Idąc do wyborów w roku 2014 miał pan swój program dla Wisły. Czy wszystko przebiegło zgodnie z planem?
Nie wszystko się udało, ale też wiele spraw było niezależnych od nas. Natomiast z tych rzeczy, które jednak nam się udały i z których mam najwięcej satysfakcji, muszę wymienić inwestycję w baseny. Mało kto wierzył, że w ogóle temat zostanie podjęty. Rozmowy były przecież bardzo trudne i przeciągały się w nieskończoność.
Kolejne punkty to modernizacja dworca kolejowego i dróg wojewódzkich. W tym miejscu przypomnę o przebudowie całej ulicy Wyzwolenia, a jest już projekt i ogłoszony został przetarg na modernizację drogi wojewódzkiej od Ustronia Polany do ronda na Oazie. Toczą się rozmowy na temat budowy chodnika do skoczni w Malince. W wielu przypadkach opracowywane są projekty, na część z tych zadań już są wyłonieni wykonawcy, więc mam nadzieję, że kolejne zadania będą w następnych latach realizowane.
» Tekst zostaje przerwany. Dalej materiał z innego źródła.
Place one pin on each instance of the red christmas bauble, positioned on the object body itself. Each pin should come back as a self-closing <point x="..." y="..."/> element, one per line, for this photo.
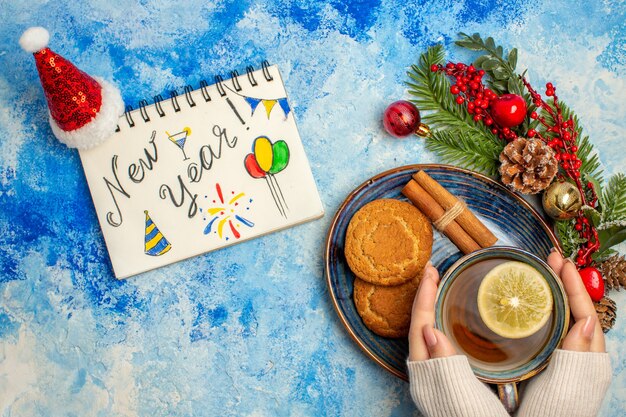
<point x="401" y="118"/>
<point x="508" y="110"/>
<point x="592" y="278"/>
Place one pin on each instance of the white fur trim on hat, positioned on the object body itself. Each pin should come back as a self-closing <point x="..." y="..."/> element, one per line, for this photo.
<point x="34" y="39"/>
<point x="100" y="127"/>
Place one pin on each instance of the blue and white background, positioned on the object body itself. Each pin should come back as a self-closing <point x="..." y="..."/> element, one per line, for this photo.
<point x="248" y="330"/>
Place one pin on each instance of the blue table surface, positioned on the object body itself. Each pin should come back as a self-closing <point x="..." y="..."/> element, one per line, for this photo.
<point x="248" y="330"/>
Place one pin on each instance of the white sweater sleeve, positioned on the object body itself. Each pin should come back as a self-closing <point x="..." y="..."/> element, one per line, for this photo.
<point x="447" y="387"/>
<point x="573" y="385"/>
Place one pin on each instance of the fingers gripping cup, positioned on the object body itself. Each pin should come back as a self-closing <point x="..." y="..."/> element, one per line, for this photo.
<point x="507" y="311"/>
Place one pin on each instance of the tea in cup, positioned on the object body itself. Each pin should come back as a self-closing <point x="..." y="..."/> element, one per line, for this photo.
<point x="506" y="310"/>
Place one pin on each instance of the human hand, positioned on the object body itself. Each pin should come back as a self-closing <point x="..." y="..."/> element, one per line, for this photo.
<point x="586" y="334"/>
<point x="426" y="342"/>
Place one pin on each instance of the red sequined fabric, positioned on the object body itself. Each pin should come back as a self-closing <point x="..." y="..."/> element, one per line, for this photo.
<point x="74" y="98"/>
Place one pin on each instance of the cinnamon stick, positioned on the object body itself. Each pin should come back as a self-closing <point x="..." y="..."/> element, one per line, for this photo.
<point x="466" y="219"/>
<point x="427" y="205"/>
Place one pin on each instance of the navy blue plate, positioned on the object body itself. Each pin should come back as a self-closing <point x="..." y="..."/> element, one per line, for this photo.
<point x="507" y="215"/>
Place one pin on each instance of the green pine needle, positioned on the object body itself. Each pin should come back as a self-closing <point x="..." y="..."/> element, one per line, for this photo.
<point x="590" y="169"/>
<point x="455" y="136"/>
<point x="568" y="237"/>
<point x="614" y="199"/>
<point x="459" y="147"/>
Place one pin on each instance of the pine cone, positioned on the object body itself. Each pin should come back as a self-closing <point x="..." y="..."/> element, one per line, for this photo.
<point x="606" y="311"/>
<point x="528" y="165"/>
<point x="613" y="271"/>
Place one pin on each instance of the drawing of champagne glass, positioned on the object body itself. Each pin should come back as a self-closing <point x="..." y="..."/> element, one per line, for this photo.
<point x="179" y="139"/>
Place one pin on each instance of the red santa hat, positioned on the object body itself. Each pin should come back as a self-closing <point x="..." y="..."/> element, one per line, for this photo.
<point x="84" y="110"/>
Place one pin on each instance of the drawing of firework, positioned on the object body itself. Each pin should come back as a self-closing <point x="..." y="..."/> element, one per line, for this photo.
<point x="226" y="216"/>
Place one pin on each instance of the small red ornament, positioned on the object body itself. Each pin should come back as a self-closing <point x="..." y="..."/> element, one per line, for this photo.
<point x="592" y="278"/>
<point x="508" y="110"/>
<point x="401" y="118"/>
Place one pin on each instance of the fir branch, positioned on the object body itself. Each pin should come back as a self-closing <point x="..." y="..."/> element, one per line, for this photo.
<point x="568" y="237"/>
<point x="431" y="93"/>
<point x="458" y="146"/>
<point x="590" y="169"/>
<point x="501" y="70"/>
<point x="614" y="199"/>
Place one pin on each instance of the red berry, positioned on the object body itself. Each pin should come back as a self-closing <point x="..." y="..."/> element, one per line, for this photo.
<point x="508" y="110"/>
<point x="592" y="278"/>
<point x="401" y="118"/>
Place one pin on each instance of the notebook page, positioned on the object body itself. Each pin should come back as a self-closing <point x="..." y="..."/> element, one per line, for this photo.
<point x="212" y="174"/>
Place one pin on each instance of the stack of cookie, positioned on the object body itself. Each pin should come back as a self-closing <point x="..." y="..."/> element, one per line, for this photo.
<point x="388" y="243"/>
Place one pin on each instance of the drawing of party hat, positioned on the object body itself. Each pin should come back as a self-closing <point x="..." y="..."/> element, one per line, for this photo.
<point x="156" y="244"/>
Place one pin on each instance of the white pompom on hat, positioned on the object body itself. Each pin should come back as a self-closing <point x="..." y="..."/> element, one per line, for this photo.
<point x="84" y="110"/>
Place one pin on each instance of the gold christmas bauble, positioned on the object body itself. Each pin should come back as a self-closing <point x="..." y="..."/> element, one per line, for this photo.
<point x="561" y="200"/>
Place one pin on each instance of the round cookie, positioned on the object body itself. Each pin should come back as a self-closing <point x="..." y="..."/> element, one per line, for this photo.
<point x="386" y="310"/>
<point x="388" y="242"/>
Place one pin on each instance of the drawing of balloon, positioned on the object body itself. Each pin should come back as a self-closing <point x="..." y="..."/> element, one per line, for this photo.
<point x="266" y="160"/>
<point x="280" y="151"/>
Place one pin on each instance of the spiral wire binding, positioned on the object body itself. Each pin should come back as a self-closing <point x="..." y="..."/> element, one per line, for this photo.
<point x="234" y="76"/>
<point x="129" y="117"/>
<point x="157" y="105"/>
<point x="142" y="110"/>
<point x="251" y="79"/>
<point x="218" y="83"/>
<point x="174" y="100"/>
<point x="188" y="90"/>
<point x="204" y="90"/>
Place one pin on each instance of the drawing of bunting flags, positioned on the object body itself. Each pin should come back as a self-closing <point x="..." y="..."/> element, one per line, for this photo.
<point x="268" y="104"/>
<point x="155" y="244"/>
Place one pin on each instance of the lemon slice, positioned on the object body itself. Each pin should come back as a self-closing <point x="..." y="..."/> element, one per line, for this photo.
<point x="514" y="300"/>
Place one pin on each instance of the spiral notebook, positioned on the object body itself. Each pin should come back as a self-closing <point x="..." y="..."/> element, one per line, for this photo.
<point x="201" y="170"/>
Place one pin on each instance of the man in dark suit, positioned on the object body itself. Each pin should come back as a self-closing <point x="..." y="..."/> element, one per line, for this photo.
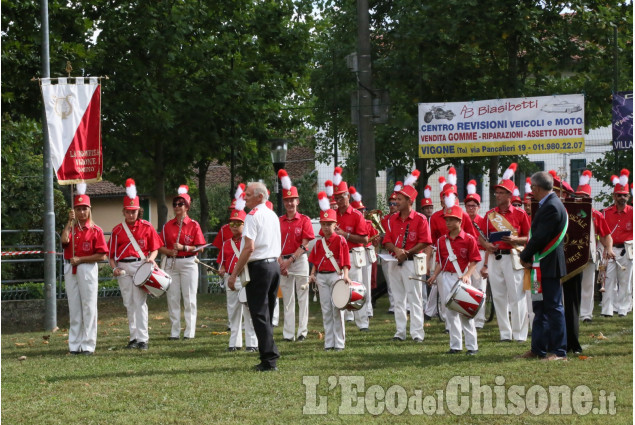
<point x="546" y="245"/>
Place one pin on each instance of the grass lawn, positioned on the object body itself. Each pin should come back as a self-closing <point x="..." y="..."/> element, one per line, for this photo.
<point x="199" y="382"/>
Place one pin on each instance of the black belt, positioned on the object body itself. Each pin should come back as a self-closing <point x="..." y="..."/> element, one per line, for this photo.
<point x="266" y="260"/>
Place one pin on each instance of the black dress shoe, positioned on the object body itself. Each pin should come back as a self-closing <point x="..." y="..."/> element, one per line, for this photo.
<point x="264" y="368"/>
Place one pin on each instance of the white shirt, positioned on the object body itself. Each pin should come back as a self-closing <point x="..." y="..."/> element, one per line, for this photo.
<point x="263" y="227"/>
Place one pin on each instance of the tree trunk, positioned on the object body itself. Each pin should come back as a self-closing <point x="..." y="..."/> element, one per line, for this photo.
<point x="203" y="165"/>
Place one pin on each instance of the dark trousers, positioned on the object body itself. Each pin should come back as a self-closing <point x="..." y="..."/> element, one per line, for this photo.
<point x="262" y="291"/>
<point x="548" y="333"/>
<point x="572" y="296"/>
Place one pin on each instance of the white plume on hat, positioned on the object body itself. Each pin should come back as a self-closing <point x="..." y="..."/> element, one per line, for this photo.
<point x="81" y="188"/>
<point x="427" y="192"/>
<point x="442" y="183"/>
<point x="131" y="189"/>
<point x="355" y="194"/>
<point x="337" y="176"/>
<point x="412" y="178"/>
<point x="509" y="173"/>
<point x="452" y="176"/>
<point x="471" y="187"/>
<point x="323" y="201"/>
<point x="329" y="188"/>
<point x="449" y="200"/>
<point x="284" y="179"/>
<point x="624" y="177"/>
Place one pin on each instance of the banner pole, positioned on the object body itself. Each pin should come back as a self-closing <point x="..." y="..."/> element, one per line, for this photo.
<point x="50" y="318"/>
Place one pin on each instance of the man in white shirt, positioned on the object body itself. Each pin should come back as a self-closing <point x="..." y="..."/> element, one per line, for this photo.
<point x="260" y="250"/>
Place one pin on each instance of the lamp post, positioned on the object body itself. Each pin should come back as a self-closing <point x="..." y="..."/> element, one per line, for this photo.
<point x="279" y="158"/>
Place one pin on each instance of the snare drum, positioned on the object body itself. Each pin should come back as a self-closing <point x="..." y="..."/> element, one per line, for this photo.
<point x="465" y="299"/>
<point x="152" y="280"/>
<point x="348" y="297"/>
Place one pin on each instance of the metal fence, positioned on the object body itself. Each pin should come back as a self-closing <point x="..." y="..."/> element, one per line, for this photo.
<point x="208" y="283"/>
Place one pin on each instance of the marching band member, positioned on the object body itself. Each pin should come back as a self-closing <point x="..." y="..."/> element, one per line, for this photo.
<point x="84" y="245"/>
<point x="600" y="229"/>
<point x="352" y="226"/>
<point x="296" y="232"/>
<point x="409" y="235"/>
<point x="326" y="270"/>
<point x="619" y="273"/>
<point x="502" y="266"/>
<point x="237" y="312"/>
<point x="386" y="266"/>
<point x="125" y="260"/>
<point x="472" y="205"/>
<point x="184" y="235"/>
<point x="367" y="270"/>
<point x="465" y="252"/>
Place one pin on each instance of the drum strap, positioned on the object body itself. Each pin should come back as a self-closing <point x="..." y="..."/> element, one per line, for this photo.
<point x="133" y="241"/>
<point x="329" y="255"/>
<point x="453" y="257"/>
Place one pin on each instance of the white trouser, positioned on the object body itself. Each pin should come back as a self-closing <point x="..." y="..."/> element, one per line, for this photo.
<point x="456" y="323"/>
<point x="332" y="317"/>
<point x="408" y="289"/>
<point x="237" y="312"/>
<point x="508" y="296"/>
<point x="386" y="268"/>
<point x="81" y="290"/>
<point x="134" y="299"/>
<point x="297" y="282"/>
<point x="184" y="273"/>
<point x="618" y="294"/>
<point x="479" y="283"/>
<point x="588" y="286"/>
<point x="276" y="313"/>
<point x="361" y="316"/>
<point x="367" y="276"/>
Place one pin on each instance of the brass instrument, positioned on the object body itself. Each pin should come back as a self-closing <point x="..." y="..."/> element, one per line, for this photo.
<point x="375" y="218"/>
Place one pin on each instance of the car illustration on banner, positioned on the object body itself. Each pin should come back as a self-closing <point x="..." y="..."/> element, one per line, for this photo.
<point x="438" y="113"/>
<point x="562" y="107"/>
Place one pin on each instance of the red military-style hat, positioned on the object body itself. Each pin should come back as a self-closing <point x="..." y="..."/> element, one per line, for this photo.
<point x="288" y="191"/>
<point x="408" y="188"/>
<point x="427" y="196"/>
<point x="131" y="200"/>
<point x="327" y="215"/>
<point x="584" y="188"/>
<point x="471" y="193"/>
<point x="621" y="187"/>
<point x="357" y="199"/>
<point x="339" y="185"/>
<point x="454" y="211"/>
<point x="507" y="183"/>
<point x="81" y="199"/>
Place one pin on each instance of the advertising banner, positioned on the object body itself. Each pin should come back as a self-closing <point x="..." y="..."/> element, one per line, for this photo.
<point x="623" y="120"/>
<point x="520" y="126"/>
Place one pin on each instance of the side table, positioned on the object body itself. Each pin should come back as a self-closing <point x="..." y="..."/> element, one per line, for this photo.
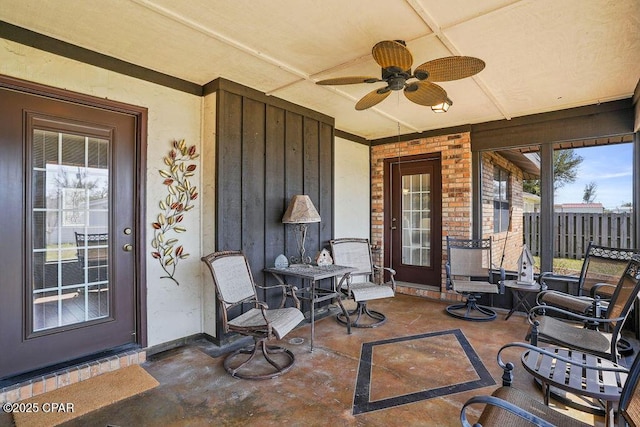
<point x="312" y="274"/>
<point x="519" y="293"/>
Wspomnę też o współpracy z Powiatem Cieszyńskim, dzięki której w tej kadencji udało się wyremontować największą ilość dróg powiatowych, m.in. ul. Dworcową i znaczny fragment ul. Czarne. Co więcej, przygotowana jest dokumentacja z pozwoleniem na budowę i ścieżką finansowania odcinka ul. Czarne od osiedla Bajcary do Nadleśnictwa Wisła. To bardzo kosztowny projekt, opiewający na 15-18 mln zł.
Inny przykład dobrej współpracy dotyczy zmiany wyglądu rzek i koryt. Gołym okiem widać, że nadbrzeża Wisły, czy innych potoków, przedstawiają się inaczej, bardziej estetycznie, a jest to możliwe dzięki kooperacji z Wodami Polskimi.
Natomiast mnie najbardziej cieszy współpraca z Nadleśnictwem Wisła, dzięki której wspólnie z Lasami Państwowymi remontujemy drogi, m.in. ulicę Rastoki, realizujemy projekty w zakresie zielarstwa, czy będziemy budować ścieżki rowerowe.
Wszystko to udało się wypracować przez 2-3 lata, które poświęciłem na odbudowywanie relacji z partnerami różnego szczebla i teraz pojawiają się tego pierwsze efekty. Za tę współpracę chciałbym instytucjom i przedsiębiorcom, ich dyrektorom i pracownikom bardzo podziękować. Liczę, że w kolejnych latach będziemy nadal wspólnie pracować dla dobra społeczeństwa.
Na jakim etapie są te najważniejsze zadania będące w trakcie realizacji?
Dworzec i jego otoczenie powinno być wykonane do końca listopada tego roku. W punkcie przesiadkowym będzie możliwość korzystania z poczekalni oraz toalet. Nadal wierzę w to, że baseny będą gotowe na sezon letni przyszłego roku, choć niestety proces uzyskania niezbędnych pozwoleń na budowę, gdzie dokumentacja leży w Wydziale Architektury i Budownictwa w Cieszynie po kilka miesięcy bez jakiegokolwiek kroku naprzód, budzi nie tylko moje obawy.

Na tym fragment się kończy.